Uli: Genau darüber denke ich nach, wenn wir gemeinsam den DDR-Sozialismus entdecken, wo idealismusgesteuerte Leute eigentlich alles besser machen wollten. Ich würde tatsächlich sagen: Der objektive Unterschied ist da, der subjektive eigentlich nicht! Ich war in ein Gemeindesystem gepurzelt, das mich überzeugt und menschlich gebunden hat und dem ich mich verpflichtet gefühlt habe. Für das ich gerne und mit Begeisterung gelebt habe, das mich geprägt hat. Ähnlich wie jemand, der aus dem Krieg kam, zufällig in die DDR »gefallen« war und dort sein »nie wieder Krieg, nie wieder Nazi-Terror!« gelebt hat, alles besser machen wollte und sich diesem neuen System mit großer Überzeugung verpflichtet hat. Der dort seine Beziehungen, Freundschaften, Ziele und Niederlagen erlebt hat – so wie ich eben im Gemeindekosmos.

Wir beide sinnen ja viel darüber nach, wie sehr man sich aus guten Motiven am Ende auch in ein schlechtes System verstricken und überloyal die schlimmsten Sachen mitmachen kann. Der Unterschied, das Transzendente an meinem und unserem Weg besteht darin, dass ich weiß: »Das, woran ich arbeite, ist letztlich unverfügbar. Und es gibt einen Gott, der es hält, und es gibt einen Gott, der mein Leben durchwirkt, auch wenn ich es manchmal nicht glaube! Es gibt viel mehr als mich – auch wenn ich mein Bestes gebe!«

Das ist das, was Kirche wirklich anders macht – der wirksame, gegenwärtige, unverfügbare Gott, an dessen Segen und Wirken alles gelegen ist. Wenn sie das nicht ist, ist Kirche zu wenig, dann wird sie genau daran zugrunde gehen.

Thomas: Aus dieser Perspektive ist es ein großes Stück Gnade, dass du mit deiner Antriebskraft und deinem Gestaltungswillen in dieses System gefallen bist, bei dem es um Gott und sein Reich geht ...
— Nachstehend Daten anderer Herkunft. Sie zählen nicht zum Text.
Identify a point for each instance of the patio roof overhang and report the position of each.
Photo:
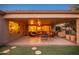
(40, 14)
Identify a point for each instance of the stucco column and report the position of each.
(3, 31)
(77, 29)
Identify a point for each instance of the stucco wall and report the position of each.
(3, 31)
(15, 36)
(77, 25)
(5, 36)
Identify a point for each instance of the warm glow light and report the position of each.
(39, 23)
(13, 27)
(31, 21)
(46, 28)
(32, 28)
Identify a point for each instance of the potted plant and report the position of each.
(68, 35)
(73, 36)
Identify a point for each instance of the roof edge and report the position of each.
(40, 11)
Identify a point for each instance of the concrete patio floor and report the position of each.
(37, 41)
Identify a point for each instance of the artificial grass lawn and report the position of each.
(46, 50)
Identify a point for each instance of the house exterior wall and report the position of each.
(77, 29)
(5, 37)
(3, 31)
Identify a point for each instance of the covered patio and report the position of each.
(17, 27)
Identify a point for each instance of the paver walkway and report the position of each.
(37, 41)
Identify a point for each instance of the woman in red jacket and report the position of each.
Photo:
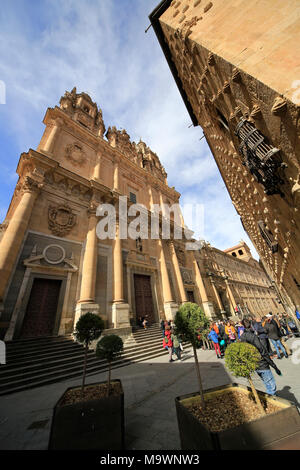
(167, 343)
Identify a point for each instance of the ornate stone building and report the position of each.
(237, 67)
(236, 284)
(53, 266)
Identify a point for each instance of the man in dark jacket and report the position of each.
(273, 333)
(261, 333)
(263, 368)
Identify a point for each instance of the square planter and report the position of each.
(90, 425)
(280, 430)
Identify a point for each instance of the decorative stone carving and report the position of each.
(61, 220)
(180, 256)
(54, 254)
(30, 185)
(211, 59)
(208, 7)
(279, 106)
(186, 276)
(75, 154)
(256, 112)
(236, 75)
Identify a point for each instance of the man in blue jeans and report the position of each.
(263, 368)
(273, 333)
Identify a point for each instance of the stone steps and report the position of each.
(42, 361)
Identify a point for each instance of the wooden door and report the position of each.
(143, 297)
(190, 296)
(39, 319)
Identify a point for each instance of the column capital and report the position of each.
(30, 185)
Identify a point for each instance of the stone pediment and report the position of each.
(52, 257)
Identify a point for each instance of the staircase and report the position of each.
(36, 362)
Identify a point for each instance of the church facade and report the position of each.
(54, 263)
(237, 69)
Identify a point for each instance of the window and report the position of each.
(132, 197)
(222, 120)
(267, 236)
(297, 283)
(262, 159)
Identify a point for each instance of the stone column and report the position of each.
(87, 301)
(231, 297)
(52, 137)
(97, 169)
(116, 176)
(182, 292)
(120, 309)
(14, 235)
(163, 212)
(170, 307)
(207, 306)
(151, 202)
(219, 302)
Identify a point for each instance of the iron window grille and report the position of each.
(132, 198)
(267, 236)
(262, 159)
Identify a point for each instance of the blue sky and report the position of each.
(99, 46)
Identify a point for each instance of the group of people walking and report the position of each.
(171, 342)
(261, 333)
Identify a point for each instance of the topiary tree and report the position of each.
(109, 347)
(88, 328)
(242, 360)
(190, 323)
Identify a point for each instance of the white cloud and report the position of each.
(101, 48)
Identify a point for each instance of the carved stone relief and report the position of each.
(61, 220)
(75, 154)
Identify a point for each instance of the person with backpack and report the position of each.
(215, 339)
(167, 343)
(273, 332)
(263, 369)
(176, 344)
(162, 327)
(230, 332)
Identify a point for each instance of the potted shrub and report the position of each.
(84, 417)
(190, 323)
(236, 417)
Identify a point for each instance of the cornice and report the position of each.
(101, 145)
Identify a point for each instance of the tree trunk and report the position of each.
(84, 369)
(199, 377)
(109, 375)
(258, 402)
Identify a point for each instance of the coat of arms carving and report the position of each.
(61, 220)
(75, 154)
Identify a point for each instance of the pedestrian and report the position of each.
(262, 334)
(176, 344)
(223, 336)
(273, 332)
(162, 327)
(239, 328)
(167, 343)
(145, 323)
(263, 368)
(231, 333)
(215, 339)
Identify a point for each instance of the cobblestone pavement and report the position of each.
(150, 388)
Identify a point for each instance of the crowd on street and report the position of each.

Uli: Gnade, ja. Und eine Bevorzugung! Der Zweifler und Skeptiker in mir sagt: »Und falls es Gott nicht gibt, ist es auch ein Stück Zufälligkeit gewesen, in der ich die mir gegebenen Gaben und mein Gewordensein mit Leidenschaft ausgelebt habe. So wie es andere in anderen Systemen getan haben. Aber dann war es zum Nutzen von Menschen und hat Gutes bewirkt und scheint mir unendlich wertvoll.« Aber es ist ja mehr – ich will glauben und mich dem Transzendenten, diesem unseren Gott, anvertrauen. Den ich nicht beweisen kann, in dem ich aufgehoben bin, der mich selbst weit übersteigt. Und damit übersteige ich die Reduktion auf ein rein weltliches System.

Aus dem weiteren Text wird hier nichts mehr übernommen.